Inti gerakan pembaharuannya adalah : pertama, pembaharuan Islam yang paling utama disandarkan pada persoalan tauhid. Dalam hal ini, Muhammad Ibn Abdul Wahhab dan para pengikutnya membedakan tauhid menjadi tiga macam; tauhîd rubûbiyah, tauhîd ulûhiyah dan tauhîd al-asmâ’ wa al-sifât (C.M.Helm, 1981: 88-89). Menurut Abdul Wahhab, Allah adalah Tuhan alam semesta yang maha kuasa, dan melarang penyifatan kekuasaan Tuhan pada siapapun kecuali Dia. Dialah yang menciptakan manusia dan alam dari tiada. Eksistensi Allah dapat dirasakan melalui tanda-tanda dan ciptaan-Nya yang tersebar di seluruh alam, seperti siang dan malam, matahari dan bulan, gunung-gunung dan sungai-sungai, dan seterusnya. Allah adalah Tuhan yang berhak disembah. Segala urusan manusia sehari-hari harus didasarkan pada Al-Qur’an dan Sunnah Nabi. Tuhan sama sekali tidak dapat dibandingkan dengan apapun (QS. Asy-Syûrâ/42: 11). Baik dan buruk berasal dari Allah dan manusia tidak bebas berkehendak.
Wahhab tidak mempercayai superioritas ras; superioritas atau inferioritas tergantung pada ketaqwaan pada Allah. Tauhîd ulûhiyyah dipandang sebagai tauhîd amalî. Tauhid ini didasarkan atas rukun Islam dan rukun Iman. Yang termasuk dalam tauhid ini adalah semua bentuk ibadah harian, keyakinan dan tindakan iman serta perjuangan dengan penuh kecintaan, ketaqwaan, harapan dan kepercayaan pada Allah.

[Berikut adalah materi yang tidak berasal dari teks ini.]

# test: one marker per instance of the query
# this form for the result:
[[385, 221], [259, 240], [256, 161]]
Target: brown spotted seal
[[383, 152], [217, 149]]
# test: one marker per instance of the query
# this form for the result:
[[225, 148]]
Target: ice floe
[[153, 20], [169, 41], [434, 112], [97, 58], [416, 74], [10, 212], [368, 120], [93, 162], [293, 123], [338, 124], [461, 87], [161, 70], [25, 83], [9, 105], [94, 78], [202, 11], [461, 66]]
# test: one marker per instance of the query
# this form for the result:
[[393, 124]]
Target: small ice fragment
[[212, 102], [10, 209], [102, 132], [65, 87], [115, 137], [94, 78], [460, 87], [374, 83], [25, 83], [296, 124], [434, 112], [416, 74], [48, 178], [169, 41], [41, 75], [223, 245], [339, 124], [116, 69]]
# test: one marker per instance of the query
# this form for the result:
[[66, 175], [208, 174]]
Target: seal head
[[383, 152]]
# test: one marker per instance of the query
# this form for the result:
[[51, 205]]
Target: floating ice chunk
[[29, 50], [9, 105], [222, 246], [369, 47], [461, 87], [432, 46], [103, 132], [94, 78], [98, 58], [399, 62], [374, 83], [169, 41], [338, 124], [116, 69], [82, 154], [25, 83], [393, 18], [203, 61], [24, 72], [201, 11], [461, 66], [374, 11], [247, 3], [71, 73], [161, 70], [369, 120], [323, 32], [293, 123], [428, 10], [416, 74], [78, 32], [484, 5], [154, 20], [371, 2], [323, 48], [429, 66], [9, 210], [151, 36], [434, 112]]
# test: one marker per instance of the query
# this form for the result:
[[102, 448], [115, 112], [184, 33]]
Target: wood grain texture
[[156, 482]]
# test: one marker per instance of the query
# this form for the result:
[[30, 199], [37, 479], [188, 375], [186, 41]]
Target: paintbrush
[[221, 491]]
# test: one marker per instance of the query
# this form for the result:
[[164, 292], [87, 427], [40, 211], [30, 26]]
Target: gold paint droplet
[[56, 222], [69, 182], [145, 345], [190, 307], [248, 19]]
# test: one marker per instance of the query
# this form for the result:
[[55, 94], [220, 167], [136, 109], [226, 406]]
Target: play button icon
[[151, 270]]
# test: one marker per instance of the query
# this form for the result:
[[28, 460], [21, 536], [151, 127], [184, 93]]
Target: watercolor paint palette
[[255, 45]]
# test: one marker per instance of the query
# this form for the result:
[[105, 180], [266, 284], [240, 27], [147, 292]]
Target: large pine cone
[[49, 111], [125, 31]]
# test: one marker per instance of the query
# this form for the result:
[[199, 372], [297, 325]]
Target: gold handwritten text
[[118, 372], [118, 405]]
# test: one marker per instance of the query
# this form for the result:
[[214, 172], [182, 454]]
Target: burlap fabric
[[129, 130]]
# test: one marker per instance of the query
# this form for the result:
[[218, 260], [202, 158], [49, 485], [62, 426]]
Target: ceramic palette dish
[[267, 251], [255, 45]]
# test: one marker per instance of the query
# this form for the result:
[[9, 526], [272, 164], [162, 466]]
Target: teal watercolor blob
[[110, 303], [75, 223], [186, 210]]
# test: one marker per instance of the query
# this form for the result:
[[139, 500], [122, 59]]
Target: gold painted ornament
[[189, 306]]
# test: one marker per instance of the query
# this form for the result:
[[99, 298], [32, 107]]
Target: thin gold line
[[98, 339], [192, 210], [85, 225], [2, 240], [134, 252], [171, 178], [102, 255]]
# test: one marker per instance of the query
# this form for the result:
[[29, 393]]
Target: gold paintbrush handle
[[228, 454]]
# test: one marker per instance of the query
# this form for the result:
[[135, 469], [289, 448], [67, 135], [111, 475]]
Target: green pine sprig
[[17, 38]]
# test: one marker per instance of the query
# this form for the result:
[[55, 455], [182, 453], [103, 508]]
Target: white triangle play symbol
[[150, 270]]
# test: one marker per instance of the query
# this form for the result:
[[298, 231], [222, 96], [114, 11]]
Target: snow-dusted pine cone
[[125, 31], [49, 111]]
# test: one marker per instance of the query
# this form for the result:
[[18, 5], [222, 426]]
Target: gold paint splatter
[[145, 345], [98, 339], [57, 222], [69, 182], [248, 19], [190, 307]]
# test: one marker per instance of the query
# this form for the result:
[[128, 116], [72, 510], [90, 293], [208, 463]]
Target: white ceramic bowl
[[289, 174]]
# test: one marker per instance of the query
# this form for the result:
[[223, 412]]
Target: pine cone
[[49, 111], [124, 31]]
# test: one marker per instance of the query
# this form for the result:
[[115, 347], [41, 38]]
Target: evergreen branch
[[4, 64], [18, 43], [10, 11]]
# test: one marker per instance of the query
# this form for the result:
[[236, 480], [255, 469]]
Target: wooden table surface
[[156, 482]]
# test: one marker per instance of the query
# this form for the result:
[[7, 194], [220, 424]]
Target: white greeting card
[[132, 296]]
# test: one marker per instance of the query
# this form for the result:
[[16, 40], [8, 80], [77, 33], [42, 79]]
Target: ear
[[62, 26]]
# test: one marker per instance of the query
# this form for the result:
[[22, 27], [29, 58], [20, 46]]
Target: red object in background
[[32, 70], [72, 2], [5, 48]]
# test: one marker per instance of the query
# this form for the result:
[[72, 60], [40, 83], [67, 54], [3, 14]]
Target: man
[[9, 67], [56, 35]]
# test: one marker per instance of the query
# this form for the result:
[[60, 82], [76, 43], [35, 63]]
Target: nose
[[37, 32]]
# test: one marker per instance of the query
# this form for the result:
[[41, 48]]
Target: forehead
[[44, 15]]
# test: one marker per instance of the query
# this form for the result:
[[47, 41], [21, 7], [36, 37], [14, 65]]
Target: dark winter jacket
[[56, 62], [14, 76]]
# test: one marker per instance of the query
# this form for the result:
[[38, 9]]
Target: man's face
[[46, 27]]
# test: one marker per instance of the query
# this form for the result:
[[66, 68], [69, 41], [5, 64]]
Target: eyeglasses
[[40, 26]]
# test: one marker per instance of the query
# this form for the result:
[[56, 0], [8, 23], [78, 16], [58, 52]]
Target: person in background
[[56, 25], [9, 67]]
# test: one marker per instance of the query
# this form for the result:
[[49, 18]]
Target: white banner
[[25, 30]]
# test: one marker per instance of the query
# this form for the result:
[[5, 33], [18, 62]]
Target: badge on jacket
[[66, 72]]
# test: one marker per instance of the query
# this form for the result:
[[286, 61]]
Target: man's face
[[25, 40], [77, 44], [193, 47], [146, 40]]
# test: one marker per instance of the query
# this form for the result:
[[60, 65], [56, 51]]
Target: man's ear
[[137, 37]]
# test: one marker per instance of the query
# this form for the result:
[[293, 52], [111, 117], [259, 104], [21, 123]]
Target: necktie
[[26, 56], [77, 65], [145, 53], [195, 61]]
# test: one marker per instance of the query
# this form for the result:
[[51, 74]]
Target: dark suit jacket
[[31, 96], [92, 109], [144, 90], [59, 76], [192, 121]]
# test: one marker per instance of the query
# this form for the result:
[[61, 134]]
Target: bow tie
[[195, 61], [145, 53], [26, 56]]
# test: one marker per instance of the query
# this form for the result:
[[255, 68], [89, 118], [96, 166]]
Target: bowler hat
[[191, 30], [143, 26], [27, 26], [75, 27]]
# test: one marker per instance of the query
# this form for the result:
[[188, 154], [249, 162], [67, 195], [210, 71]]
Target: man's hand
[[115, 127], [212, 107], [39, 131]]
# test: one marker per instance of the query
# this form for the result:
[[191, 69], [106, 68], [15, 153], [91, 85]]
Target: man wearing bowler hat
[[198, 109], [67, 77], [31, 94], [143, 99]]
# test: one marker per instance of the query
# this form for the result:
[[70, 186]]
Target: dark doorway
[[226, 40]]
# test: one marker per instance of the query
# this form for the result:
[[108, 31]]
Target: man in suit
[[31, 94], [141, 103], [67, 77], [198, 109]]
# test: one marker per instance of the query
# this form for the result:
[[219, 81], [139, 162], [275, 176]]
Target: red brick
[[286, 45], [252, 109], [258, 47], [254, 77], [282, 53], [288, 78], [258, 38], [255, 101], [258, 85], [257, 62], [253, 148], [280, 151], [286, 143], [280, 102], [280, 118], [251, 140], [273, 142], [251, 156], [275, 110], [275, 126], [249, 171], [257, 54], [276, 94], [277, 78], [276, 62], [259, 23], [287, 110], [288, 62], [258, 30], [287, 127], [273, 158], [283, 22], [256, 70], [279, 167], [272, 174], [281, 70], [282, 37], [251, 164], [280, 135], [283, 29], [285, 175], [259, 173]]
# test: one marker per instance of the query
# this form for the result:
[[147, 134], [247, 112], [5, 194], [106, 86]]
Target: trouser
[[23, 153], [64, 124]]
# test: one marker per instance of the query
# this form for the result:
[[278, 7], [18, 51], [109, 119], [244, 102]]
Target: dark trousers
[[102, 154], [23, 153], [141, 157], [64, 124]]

Wahhab percaya pada makna harfiah Al-Qur’an termasuk ungkapan-ungkapan antropomorfisme tentang Allah; tetapi bukan berarti ini mengharuskan antropomorfisme bagi Allah. Ia berpendapat bahwa orang beriman akan melihat Allah di surga, tetapi bentuk dan rupa Allah melampaui akal manusia (Saedullah, 1973: 138).
Kedua, Wahhab sangat tidak setuju dengan para pendukung tawashshul. Menurutnya, ibadah adalah cara manusia berhubungan dengan Tuhan. Usaha mencari perlindungan kepada batu, pohon dan sejenisnya merupakan perbuatan syirik. Demikian juga bertawassul kepada orang yang sudah mati atau kuburan orang suci sangat dilarang dalam Islam dan Allah tidak akan memberikan ampunan bagi mereka yang melakukan perbuatan demikian. Ini bukan berarti ziyarah kubur tidak diperkenankan, namun perbuatan-perbuatan bid’ah, takhayul dan khurafat yang mengiringi ziyarah semestinya dihindarkan agar iman tetap suci dan terpelihara (Ayman al-Yassini, 1995: 307-308).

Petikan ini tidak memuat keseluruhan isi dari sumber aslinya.